Teks menyebutkan pengalihan isu dengan menciptakan kasus terorisme, yang digunakan untuk
mengalihkan perhatian dari masalah yang mengganggu pemerintah. Pengejaran teroris disebut
sebagai biaya sosial yang harus dikeluarkan oleh aparat.

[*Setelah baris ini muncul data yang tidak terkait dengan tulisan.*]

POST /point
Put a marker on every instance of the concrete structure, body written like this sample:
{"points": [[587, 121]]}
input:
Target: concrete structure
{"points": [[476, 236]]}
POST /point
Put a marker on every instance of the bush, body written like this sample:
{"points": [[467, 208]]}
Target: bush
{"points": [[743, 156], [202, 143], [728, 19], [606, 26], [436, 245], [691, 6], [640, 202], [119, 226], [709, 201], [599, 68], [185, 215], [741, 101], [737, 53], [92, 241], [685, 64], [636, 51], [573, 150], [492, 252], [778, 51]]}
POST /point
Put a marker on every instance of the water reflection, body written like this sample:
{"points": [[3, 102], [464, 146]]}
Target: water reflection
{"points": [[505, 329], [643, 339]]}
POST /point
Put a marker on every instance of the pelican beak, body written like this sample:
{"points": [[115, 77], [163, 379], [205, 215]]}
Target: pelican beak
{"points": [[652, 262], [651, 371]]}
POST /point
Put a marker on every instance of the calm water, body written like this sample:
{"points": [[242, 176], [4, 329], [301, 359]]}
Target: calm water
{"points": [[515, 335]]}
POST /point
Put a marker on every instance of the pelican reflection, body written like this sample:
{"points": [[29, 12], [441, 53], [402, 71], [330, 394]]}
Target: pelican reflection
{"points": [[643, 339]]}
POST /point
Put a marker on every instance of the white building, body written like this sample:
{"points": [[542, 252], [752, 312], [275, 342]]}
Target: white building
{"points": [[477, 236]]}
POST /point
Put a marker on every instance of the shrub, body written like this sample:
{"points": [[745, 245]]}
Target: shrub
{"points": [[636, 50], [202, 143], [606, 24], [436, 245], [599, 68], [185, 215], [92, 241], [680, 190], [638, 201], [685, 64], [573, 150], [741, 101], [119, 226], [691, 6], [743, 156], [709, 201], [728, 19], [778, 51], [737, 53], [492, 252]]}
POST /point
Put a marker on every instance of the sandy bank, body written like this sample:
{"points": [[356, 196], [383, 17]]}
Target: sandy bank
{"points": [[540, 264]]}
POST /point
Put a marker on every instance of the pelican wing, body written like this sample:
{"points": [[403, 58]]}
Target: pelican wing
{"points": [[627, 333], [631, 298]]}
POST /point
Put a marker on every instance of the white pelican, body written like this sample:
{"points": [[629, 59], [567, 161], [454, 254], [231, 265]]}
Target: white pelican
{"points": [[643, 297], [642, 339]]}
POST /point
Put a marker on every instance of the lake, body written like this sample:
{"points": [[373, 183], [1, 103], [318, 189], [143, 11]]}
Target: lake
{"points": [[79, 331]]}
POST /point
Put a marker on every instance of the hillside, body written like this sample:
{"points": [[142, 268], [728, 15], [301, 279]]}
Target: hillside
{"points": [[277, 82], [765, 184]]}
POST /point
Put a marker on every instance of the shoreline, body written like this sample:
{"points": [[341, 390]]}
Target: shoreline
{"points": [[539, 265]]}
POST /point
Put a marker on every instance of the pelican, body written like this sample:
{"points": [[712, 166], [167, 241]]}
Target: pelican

Teks mencatat berbagai tantangan yang dihadapi oleh bangsa Indonesia, seperti banjir, korupsi, mafia
hukum, perdagangan narkoba, westernisasi, kemiskinan, dan ancaman disintegrasi.
Teks menekankan bahwa untuk mencapai kemakmuran dan keadilan, aturan hukum harus
ditegakkan secara konsisten dan tanpa pandang bulu. Prinsip "KORUPSI 0%" dianggap sebagai kunci
untuk mencapai kebahagiaan dan kesejahteraan materi.
Teks menyampaikan pesan optimisme bahwa meskipun kondisi Indonesia sulit, masih ada harapan
dan peluang untuk memperbaiki keadaan. Optimisme ini didasarkan pada keyakinan bahwa
kehidupan Islam tidak akan berakhir meskipun suatu negara mengalami kehancuran.